UK indie sector heats up as weak pound drives Euro interest
2010 is being tipped to be the richest for several years in terms of mergers and acquisitions activity in the UK independent production sector as the weak pound and more realistic valuations spur interest from mainland Europe.
Market research and consultancy company Content Economics says that 2007 was a banner year in terms of M&A activity in the UK indie sector with £253 million worth of transactions completed. This dropped 70% to £76 million in 2008 before rising to £164 million last year.

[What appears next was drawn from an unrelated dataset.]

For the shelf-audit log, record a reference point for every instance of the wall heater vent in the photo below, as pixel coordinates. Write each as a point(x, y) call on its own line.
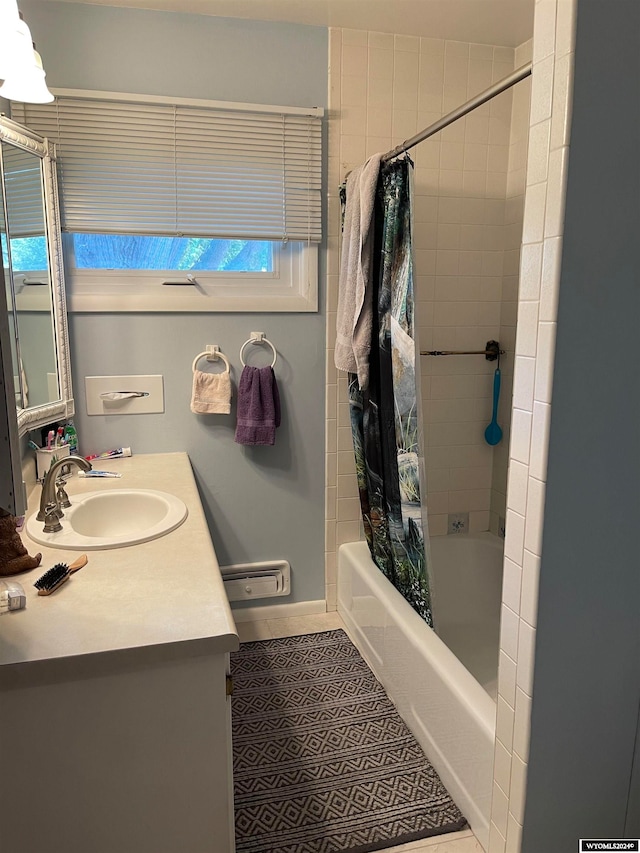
point(244, 581)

“I think this year will almost catch up, if not exceed, 2007,” James Healey, director of research at Content Economics said. “There’s likely to be a deal for RDF, Shed’s MBO and Zig Zag has already been bought by Banijay and if you put the value of these together you’re almost at 2007 levels.”

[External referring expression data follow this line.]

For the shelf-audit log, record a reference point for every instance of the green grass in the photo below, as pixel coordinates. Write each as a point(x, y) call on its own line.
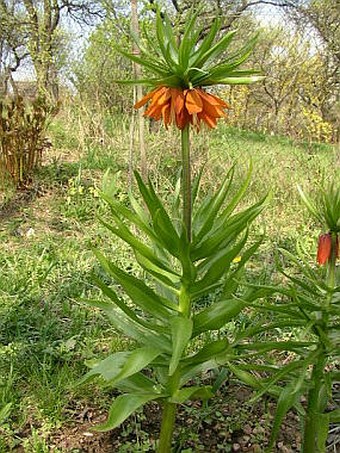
point(46, 333)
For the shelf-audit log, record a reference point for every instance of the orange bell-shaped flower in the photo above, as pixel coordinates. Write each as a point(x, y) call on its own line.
point(325, 248)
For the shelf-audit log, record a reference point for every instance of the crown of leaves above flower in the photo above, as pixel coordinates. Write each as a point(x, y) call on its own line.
point(192, 61)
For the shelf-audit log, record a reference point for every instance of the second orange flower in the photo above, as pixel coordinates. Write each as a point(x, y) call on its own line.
point(183, 106)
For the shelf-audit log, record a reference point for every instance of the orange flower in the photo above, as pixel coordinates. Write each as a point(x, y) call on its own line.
point(183, 107)
point(325, 248)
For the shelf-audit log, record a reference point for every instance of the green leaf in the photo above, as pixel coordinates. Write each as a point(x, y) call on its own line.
point(122, 407)
point(214, 52)
point(110, 293)
point(322, 428)
point(244, 376)
point(153, 66)
point(130, 328)
point(334, 416)
point(287, 399)
point(188, 40)
point(225, 232)
point(181, 330)
point(163, 226)
point(217, 315)
point(206, 43)
point(137, 383)
point(161, 275)
point(141, 294)
point(192, 393)
point(205, 217)
point(209, 351)
point(121, 365)
point(5, 412)
point(216, 267)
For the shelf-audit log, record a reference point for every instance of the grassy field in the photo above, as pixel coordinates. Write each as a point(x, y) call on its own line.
point(46, 334)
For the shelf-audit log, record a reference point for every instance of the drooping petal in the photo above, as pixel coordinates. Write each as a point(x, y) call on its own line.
point(211, 99)
point(184, 106)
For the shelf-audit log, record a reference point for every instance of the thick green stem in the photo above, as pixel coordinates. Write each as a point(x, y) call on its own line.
point(332, 264)
point(167, 427)
point(313, 409)
point(169, 409)
point(186, 180)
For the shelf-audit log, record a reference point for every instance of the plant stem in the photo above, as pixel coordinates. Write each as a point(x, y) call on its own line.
point(167, 427)
point(186, 180)
point(314, 411)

Whereas the first round of M&A and consolidation was the result of UK-based companies like All3Media and Shine buying indies, the current spate of activity is being driven by non-UK companies.
“There’s definitely a strong pick-up in 2010 and it’s being driven by private equity-backed and well-funded companies that are thinking they want to be in the UK and it is good value at the moment,” Healey says.
Banijay, Talpa, Zodiak and others are among the Europe-based TV firms leading the M&A activity in the UK. Currency issues aside, Content Economics says valuations of UK indies have come down from 2.1 times revenues in 2007, to 0.6 x revenues in 2008 and 1.3 times revenues in 2009.